1961-1966.a palmatória

por uma quissanga



Porém o sonho dura pouco. Quando retornamos a Angola comprovo que não vou ter a bici.

O pai arranjou novo patrão e quando vejo a pescaria ainda tenho ilusões ao encarar a casa grande. Mentira, não é ali que vamos morar.

A casa que nos está destinada é na sanzala. É uma correnteza de casas baixas, simples quartos construídos de enfiada, cada um com quatro paredes, um chão e um tecto, uma porta e uma janela.

Os contratados amontoam-se às dezenas em cada quarto, onde não há mais que simples catres feitos de aduelas de barril e tocos de madeira, algumas velas ou lamparinas montadas em velhas latas de azeite, para se poderem enxergar uns aos outros.

Há uma cozinha com fogão-a-lenha de cimento e um telheiro aberto que serve de refeitório, sem mesas nem cadeiras, ora essa! onde se recreiam e sunguilam durante o escasso tempo de folga. Nas traseiras da sanzala um cubículo de quatro paredes e um chuveiro, onde à noite se pode apreciar a beleza do firmamento, chama-se casa de banho e completa o complexo habitacional. Não há sanitários. As necessidades fisiológicas são descarregadas no areal ou no mar.

À minha família, eu, o mano Mingos, o pai e a mãe (mano Adriano irá nascer mais tarde), o patrão condescende os dois primeiros quartos da sanzala onde foi rasgada uma porta de comunicação. Um é o quarto de dormir dos pais, o outro serve de sala de jantar e nosso quarto. No exterior o meu pai constrói um anexo de tábuas e folhas de zinco com duas divisões, uma para cozinha e outra para sanitário e casa de banho. Um chuveiro improvisado em lata de cinco litros de azeite puro de oliva serve para o banho e uma bacia esmaltada para a higiene corriqueira de mãos e rosto. A sentina é um latão ontem-de-óleo e tem que ser despejado no mar, o cano de esgoto por excelência.

Não é um palácio mas a Dona Maria traz aquilo num brinco, fala o patrão essas palavras de ensebar, como se faz nas baleeiras e outros barcos, penso eu no meu interior radical, como alguém dirá um dia.

Em frente à sanzala uma eira forrada a mateba e cercada de bordões substituiu as velhas tarimbas que já ali moraram. Serve para a seca de peixe graúdo, como a corvina. Quando está vaga é o nosso campo de futebol, um excelente campo de treinos porque só nós conseguimos equilibrar-nos e correr sobre as deslizantes folhas de mateba. Junto da casa grande há um belo areal onde não se pode brincar porque parece mal.

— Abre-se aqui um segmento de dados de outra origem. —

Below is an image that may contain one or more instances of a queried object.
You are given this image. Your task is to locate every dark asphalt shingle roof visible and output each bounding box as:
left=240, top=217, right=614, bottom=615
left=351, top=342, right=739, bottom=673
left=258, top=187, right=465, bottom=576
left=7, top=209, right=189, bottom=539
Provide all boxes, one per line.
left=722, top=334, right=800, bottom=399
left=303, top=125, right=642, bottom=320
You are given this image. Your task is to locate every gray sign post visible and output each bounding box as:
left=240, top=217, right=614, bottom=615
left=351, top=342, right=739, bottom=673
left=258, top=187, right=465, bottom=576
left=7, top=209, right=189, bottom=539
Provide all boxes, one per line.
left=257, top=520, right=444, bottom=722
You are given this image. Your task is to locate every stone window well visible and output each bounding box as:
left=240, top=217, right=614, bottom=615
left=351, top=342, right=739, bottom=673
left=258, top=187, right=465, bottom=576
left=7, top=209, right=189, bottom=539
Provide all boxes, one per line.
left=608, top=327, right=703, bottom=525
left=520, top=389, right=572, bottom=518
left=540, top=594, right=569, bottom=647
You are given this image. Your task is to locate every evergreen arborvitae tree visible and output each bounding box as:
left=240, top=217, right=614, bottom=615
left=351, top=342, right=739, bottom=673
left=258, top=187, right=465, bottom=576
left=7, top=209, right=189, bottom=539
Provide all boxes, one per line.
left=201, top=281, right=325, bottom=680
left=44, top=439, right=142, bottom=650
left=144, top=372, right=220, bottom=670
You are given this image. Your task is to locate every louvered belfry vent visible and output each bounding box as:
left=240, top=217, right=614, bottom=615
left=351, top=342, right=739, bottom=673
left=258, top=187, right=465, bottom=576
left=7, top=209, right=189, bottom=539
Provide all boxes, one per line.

Na casa grande vivem a Avó Maria e a Tia Beatriz. Tem quintal onde crescem mamoeiros, figueiras e romãzeiras. E anexos para guardar fuba, feijão, azeite-palma e macanha para os contratados. No quintal da lenha há um pombal que fornece os ingredientes para as canjas medicinais.

Aquelas velhinhas são avó e tia porque muitas crianças – que são tantos os netos e sobrinhos – lhes chamam assim. Como eu não tenho, aqui, nem avó nem tias, também costumei de chamar-lhes a minha avó e a minha tia. Sobreviventes dos primeiros poveiros que aqui arribaram, os que não esperaram pela volta do desejado, trazem no rosto as garroas que suportaram e no ser a sabedoria acumulada. E isso querem transmiti-lo à candengada. É uma alegria quando se juntam no quintal da casa grande. Dentro de casa, porém, é um silêncio abarrotado de respeito quando elas falam aquelas coisas da doutrina e da vida, que repisam para que as crianças se façam grandes. Há quem não entenda ser aquela a educação adequada mas elas contrapõem simplesmente como serviu para os meus filhos, que se fizeram homens, servirá para os meus netos.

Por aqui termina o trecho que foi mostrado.